I decide to check out what’s on the Hallmark channel, not because I would ever do this at home, but because it’s one of the only English language tv channels I get here. Hallmark and BBC World News. I get the Disney Channel, but it’s dubbed into Hindi, which is always amusing for about three seconds, then gets old.
We Were the Mulvaneys is on. I know it as a novel by Joyce Carol Oates, one that I’ve never read, so I figure I’ll watch. It might be good. And it’s okay, but depressing. It’s about this picture perfect family that totally falls apart. “Mom always said it’s nature’s way to scatter,” the narrator remarks.
Between the play and the movie and feeling a bit stuck inside my guest house and alone, I am utterly depressed. The first three weeks went so fast, but this day alone is an eternity. I tell myself to buck up, but on top of everything else, my leg hurts. That scratch is really bad.
As though he had ESP and could tell I was about to fall into a pit of despair, Scott rings up my computer via Skype. We talk for a while. I tell him I read the play. Thanks for sending it. I whine to him about my leg. He wonders if it’s not a scratch at all but a bite. I try to take a closer gander at it, which is difficult. Darn if he’s not right. There’s a circular lump on part of it. If it’s a bite, that would also explain why I didn’t remember scratching myself. But it’s no mosquito bite. It’s nasty. Scott wants me to ask the people at the guest house about it, but they speak so little English I doubt they’ll be of much help. Plus it’s getting a little late here. I tell him I’ll ask Sonu or someone at work tomorrow. He guesses that’s okay.
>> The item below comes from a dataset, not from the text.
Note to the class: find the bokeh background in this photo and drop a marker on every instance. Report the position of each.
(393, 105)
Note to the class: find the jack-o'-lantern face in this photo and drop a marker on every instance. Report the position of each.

He’s going to go mow the lawn.
Okay, I say, but start to cry. I’m not so good with being alone, despite all my discoveries at the Lotus Temple. I miss him terribly. His smile. His warmth. His caring.
If he were here, he’d be nursing my wound and I could be the baby I want to be about the whole thing. But it’s no big deal. It’s good that I can’t be a baby. It’s good that I have to figure this one out by myself. Just like the tv and the door lock and the microwave and my alarm clock. This is another exercise in patience with myself, in confidence in my ability to handle things. It will be okay. I will be okay.
And all this despair is about my needs anyway, not a wish for the well-being of anyone else. All this despair is selfish. If I can just stop thinking about my needs so much and focus on others, I’ll be closer to feeling love anyway. How is my poor husband who I abandoned on the other side of the planet. Did I even ask? Or was I too wrapped up in the fact that I spent the day alone? It was probably closer to the latter than the former. I need to practice this wishing for the well-being of others in times when I am feeling sorry for myself. My voice was right. I wasn’t ready for a more complex answer. I need to get the basics down first.